Anne Hidalgo repite en sus participaciones públicas que lo que ella hace es escuchar y canalizar la voluntad de los parisinos. Bello momento, la ciudad luz ahora es ciclista.

Publicado en El Deber el 28 de julio del 2020. 

Desde mi ventana

Hace años vi una exposición de fotografías que se llamaba simplemente “París desde mi ventana”. Y era eso. El registro de un habitante de la magnífica ciudad que tomó fotos de su entorno. Georges Perec decía con tino que hay que interrogar, leer los espacios, y sus fabulosos libros recogen detenidas observaciones de sus vecinos.

Durante un año, entre el 2020 y el 2021, viví en el edificio Diana, en la Av. 6 de Agosto, cerca del monoblock de la Universidad Mayor de San Andrés. Fue una temporada muy especial porque volvía al país luego de varias décadas y me acogió un ámbito familiar. En ese mismo lugar había pasado días de mi infancia, pues mi abuela tenía un departamento en el que nos recibía con cariño. Ahora, me tocó estar en medio de la pandemia, las temerosas olas de la enfermedad, el encierro, los cubrebocas y el alcohol por todo lado.  

En esos meses, sin moverme de mi hogar, curioseando por cada uno de mis ventanales, pude ver desfilar al país en sus distintos rostros y fotografié lo que más llamaba mi atención.
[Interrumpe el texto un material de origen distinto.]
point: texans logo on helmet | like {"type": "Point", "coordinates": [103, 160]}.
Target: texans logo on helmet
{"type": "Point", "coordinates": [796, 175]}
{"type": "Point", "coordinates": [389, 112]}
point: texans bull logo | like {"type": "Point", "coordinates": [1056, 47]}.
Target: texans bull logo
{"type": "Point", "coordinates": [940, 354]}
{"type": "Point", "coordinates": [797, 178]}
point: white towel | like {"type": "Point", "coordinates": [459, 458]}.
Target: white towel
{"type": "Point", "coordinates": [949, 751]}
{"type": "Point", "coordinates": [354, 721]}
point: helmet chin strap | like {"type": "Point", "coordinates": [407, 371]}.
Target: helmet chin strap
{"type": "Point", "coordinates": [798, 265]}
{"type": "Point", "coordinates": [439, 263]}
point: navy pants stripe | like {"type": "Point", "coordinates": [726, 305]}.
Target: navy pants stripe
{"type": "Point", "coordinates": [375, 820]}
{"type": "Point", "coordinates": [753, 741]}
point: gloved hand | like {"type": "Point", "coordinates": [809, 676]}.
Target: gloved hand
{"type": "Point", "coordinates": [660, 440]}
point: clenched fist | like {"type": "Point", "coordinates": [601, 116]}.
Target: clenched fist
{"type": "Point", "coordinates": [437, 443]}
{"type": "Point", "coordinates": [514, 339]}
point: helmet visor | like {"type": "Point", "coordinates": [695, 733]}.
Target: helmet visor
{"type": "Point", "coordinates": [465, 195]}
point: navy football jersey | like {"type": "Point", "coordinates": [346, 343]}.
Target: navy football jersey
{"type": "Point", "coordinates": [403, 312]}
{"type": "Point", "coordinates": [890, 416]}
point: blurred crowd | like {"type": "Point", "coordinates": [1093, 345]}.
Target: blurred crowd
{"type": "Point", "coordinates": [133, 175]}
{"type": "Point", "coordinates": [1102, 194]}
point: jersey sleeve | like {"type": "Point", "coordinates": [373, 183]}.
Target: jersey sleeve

Una tarde muy tranquila, las sirenas quebraron el silencio anunciando la llegada pomposa de las primeras vacunas. Las marchas fueron cosa de todos los días, con petardos que estallaban exactamente a la altura de mi dormitorio y aterrorizaban a mi perra; vi pasar a todo tipo de marchistas, a menudo con dirección al Ministerio de Educación. También vi a masistas que golpeaban con palos y wiphalas a quienes protestaban con banderas bolivianas, y me encontré con similares aguerridos militantes que agredían las instalaciones de la Asamblea Permanente de Derechos Humanos. 

En el atrio de la UMSA, donde de joven participé en múltiples movilizaciones, vi ferias de todo tipo, la vacunación masiva, una performance con gente de overoles rojos y máscaras, disfrazados como los personajes de la serie La casa de papel, y simpáticas cebritas en fila. Todo atestiguado por el mural desgastado del Che.

Vi oficios callejeros: el lustrabotas, la vendedora, el funcionario municipal borrando los graffitis de Mujeres Creando. No faltaron los accidentes, como el de  aquel auto que se subió a la acera destrozando la jardinera de la entrada —por suerte no se topó con el lustrabotas que trabaja en esa esquina—, o el que cayó en el túnel de la avenida Arce al salir de la calle Goitia.

Como tengo un buen teleobjetivo, pude observar los interiores de departamentos vecinos, o las típicas frazadas impresas con tigres colgando al sol. Y, por supuesto, el paisaje urbano, los atardeceres anaranjados, las nubes dibujadas, la retirada del sol que deja sus últimos rayos en Villa San Antonio mientras los foquitos empiezan a encenderse.

En suma, disfruté de los “privilegios de la vista” —decía Octavio Paz— que nos regala esta ciudad multifacética.